Columns & opinie
Stop met klappen na college, het is tenenkrommend
Omar Ghaly
donderdag 19 januari 2023

Wanneer een mens een scriptie moet schrijven vindt hij creatieve manieren om dit zo lang mogelijk uit te stellen. Sommigen gaan thuis schoonmaken en hun kamer opnieuw inrichten, anderen gaan ineens lunchen in te dure broodjeszaken. Soms echter, is een dag zo leeg dat je niets anders kunt bedenken dan… werken aan je scriptie.

Zo ging ik voor de kerstvakantie naar de UB met het idee om toch maar te gaan zitten aan mijn academische magnum opus. Gelukkig trof ik in de UB twee koffiedrinkende dispuutsgenoten. Een van hen was net op weg naar zijn afsluitende college antieke wijsbegeerte. Ik zei hem dat ik tot Megara en terug zou wandelen om met hem dat college te volgen. Hoefde ik toch weer een dag niet aan mijn scriptie te zitten.

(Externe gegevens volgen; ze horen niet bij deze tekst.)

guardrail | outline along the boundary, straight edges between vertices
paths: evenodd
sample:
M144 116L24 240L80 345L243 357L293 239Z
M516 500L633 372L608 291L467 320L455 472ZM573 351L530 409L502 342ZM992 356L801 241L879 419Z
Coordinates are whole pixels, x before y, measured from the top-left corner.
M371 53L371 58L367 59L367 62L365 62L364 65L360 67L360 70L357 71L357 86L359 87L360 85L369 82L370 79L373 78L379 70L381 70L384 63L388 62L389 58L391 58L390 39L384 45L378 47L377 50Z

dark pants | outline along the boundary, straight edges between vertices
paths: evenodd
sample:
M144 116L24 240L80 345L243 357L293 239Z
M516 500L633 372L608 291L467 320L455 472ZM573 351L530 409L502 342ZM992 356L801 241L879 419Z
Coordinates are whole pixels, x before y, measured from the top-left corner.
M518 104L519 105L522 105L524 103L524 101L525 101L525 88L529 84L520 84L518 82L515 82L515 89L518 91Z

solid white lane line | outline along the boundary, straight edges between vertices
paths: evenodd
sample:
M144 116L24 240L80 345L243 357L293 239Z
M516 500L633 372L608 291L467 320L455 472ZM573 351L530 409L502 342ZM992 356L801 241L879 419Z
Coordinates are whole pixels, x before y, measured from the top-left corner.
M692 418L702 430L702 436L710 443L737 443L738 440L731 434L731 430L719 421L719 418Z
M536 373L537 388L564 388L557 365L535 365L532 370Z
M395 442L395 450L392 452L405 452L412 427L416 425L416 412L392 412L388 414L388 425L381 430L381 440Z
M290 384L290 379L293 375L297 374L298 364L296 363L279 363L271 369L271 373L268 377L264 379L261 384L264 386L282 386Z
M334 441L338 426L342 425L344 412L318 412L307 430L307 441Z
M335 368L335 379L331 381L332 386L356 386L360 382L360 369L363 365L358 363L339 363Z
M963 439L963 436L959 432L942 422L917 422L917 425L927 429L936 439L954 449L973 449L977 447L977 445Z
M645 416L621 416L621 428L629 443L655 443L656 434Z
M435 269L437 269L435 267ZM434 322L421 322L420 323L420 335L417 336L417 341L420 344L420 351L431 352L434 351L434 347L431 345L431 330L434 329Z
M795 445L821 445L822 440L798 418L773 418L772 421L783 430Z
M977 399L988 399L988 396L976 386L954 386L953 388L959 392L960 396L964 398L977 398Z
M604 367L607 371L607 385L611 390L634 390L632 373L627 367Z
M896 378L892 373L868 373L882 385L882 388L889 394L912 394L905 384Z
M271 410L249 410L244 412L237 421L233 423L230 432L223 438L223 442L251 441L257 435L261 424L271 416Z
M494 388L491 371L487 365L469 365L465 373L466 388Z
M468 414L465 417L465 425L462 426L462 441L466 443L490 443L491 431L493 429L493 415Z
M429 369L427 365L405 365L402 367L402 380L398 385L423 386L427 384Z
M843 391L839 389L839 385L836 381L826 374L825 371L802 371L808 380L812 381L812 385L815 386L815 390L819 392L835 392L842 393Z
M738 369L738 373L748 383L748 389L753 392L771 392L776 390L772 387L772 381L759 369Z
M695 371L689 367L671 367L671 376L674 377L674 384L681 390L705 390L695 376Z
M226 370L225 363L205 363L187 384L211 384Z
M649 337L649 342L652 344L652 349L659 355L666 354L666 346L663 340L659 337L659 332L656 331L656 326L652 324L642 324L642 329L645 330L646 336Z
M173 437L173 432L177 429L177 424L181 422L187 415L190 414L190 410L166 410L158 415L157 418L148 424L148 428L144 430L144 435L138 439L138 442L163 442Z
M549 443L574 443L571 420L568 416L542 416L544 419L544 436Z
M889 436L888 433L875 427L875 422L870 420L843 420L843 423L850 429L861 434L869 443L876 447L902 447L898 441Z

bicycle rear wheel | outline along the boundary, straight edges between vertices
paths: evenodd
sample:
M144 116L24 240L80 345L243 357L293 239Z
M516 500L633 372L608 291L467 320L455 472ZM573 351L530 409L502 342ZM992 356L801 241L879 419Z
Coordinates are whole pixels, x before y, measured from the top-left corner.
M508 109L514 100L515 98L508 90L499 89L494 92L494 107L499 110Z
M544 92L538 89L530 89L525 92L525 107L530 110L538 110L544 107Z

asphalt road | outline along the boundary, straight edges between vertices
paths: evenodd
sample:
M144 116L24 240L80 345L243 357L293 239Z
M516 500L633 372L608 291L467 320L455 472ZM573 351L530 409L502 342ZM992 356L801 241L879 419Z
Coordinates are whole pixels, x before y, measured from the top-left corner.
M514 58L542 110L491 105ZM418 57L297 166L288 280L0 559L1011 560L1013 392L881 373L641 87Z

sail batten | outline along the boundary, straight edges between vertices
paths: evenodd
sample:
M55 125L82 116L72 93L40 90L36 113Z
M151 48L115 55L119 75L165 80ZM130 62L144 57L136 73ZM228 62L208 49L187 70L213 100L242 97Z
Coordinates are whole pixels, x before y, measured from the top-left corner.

Het college verliep zonder verdere bijzonderheden. De echte filosofiestudenten zaten achterin en de à la carte hobbyisten zaten dichter bij de docent en stelden vanaf daar hun vragen. Aangezien dit het laatse college in de reeks was, vonden sommige studenten het nodig om na afloop te applaudisseren.

Tenenkrommend vind ik dat geapplaudisseer. Denk maar eens na wanneer je het gepast vindt om te applaudisseren. Dat doe je na een voorstelling in het theater, na een optreden bij het open podium van de school van je nichtje of na een voetbalwedstrijd, wanneer je team heeft gewonnen. Op momenten, kortom, waar het hoort.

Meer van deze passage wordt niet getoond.